The Affair (The Relationship Quo Series Book 5)

Home > Other > The Affair (The Relationship Quo Series Book 5) > Page 2
The Affair (The Relationship Quo Series Book 5) Page 2

by Nicole Strycharz


  She scanned everything and don’t you know the book had a glitch and it took five managers to come over and help ring it up before it was in a bag and I was making the walk of shame to my car.

  Once I was inside the car, and safe from view, I started reading. I was so entranced that I couldn’t stop. This was a lot more than smut, this girl had very similar restrictions on her life, some self-imposed. The rules made her feel safe, but the guy in the book kept breaking them.

  The sexual tension was killing me, and I just needed to binge. It was so sultry, so naughty, so… so… not what my husband would ever approve of.

  I slapped the book closed and looked at the time on the dashboard. One in the morning.

  What did I do? I have dozens of cupcakes to make and Church starts at nine in the morning.

  I drove home and went into turbo-mode after my first cup of coffee, and then my third. I was moving so fast I could see myself go by.

  I turned on the XM radio and decided to search for something fast and edgy, but the lyrics were super inappropriate, so I switched to a classical music station.

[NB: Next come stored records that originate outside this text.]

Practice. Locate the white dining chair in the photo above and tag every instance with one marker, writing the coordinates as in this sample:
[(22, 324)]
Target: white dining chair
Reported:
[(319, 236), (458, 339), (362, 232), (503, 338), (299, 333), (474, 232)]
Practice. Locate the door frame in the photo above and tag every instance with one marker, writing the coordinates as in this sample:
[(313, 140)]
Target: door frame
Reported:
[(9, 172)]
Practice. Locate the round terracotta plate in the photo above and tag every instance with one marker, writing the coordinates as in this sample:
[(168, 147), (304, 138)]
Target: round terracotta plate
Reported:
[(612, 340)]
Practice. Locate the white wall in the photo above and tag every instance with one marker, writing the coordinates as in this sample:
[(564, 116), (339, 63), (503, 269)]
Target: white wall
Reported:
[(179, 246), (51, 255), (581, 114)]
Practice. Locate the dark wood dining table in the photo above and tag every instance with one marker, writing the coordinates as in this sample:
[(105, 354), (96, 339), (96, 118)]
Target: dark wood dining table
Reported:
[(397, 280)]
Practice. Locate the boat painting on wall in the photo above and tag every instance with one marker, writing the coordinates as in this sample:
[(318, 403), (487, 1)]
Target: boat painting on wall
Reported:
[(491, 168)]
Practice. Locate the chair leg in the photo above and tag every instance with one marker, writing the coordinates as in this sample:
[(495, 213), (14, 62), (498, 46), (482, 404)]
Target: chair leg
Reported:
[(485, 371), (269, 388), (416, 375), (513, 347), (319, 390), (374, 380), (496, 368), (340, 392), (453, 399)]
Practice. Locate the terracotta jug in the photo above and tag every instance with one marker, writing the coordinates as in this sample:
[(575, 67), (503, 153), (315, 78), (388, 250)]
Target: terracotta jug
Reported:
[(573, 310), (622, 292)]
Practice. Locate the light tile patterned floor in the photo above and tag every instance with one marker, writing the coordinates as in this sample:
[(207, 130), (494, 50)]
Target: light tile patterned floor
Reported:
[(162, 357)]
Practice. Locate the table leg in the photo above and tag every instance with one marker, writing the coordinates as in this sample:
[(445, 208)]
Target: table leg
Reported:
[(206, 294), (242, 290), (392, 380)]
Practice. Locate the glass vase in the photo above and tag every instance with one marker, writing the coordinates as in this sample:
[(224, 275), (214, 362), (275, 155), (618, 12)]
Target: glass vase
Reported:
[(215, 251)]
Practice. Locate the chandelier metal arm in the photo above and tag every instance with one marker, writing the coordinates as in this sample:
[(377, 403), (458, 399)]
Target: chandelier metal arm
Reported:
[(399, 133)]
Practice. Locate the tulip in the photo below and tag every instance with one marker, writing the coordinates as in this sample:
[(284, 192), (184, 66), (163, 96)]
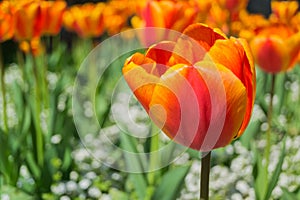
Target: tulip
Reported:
[(167, 14), (52, 13), (283, 11), (86, 20), (27, 20), (275, 48), (6, 21), (201, 94), (116, 15)]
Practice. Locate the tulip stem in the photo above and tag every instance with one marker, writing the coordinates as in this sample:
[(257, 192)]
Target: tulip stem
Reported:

  I was stirring the third batch when two strong arms encircled my waist and hugged me close.

  I calmed down like someone delivered a shot of meds into my arm. I held Noah and set my head back. “Honey,” he kissed my cheek. “What are you doing?”

  I gestured to all the cooling cupcakes. “I forgot that I volunteered to do…”

  He snickered and I rolled my eyes.

  “Want help?” He let go and came to sit at the table.

  Our kitchen is the smallest room in our two-bedroom home. When Noah sits in it, it becomes the size of a matchbox.

  I decorated it with old country feels; checkered curtains, whitewash walls, it looks like it came from a catalog.

  “This is woman’s work,” I arched a brow at him.

  He picked up a cupcake and reached for the yellow icing, “Well, if I help you…you’ll get done faster and then I can keep you busy with other types of woman’s work.”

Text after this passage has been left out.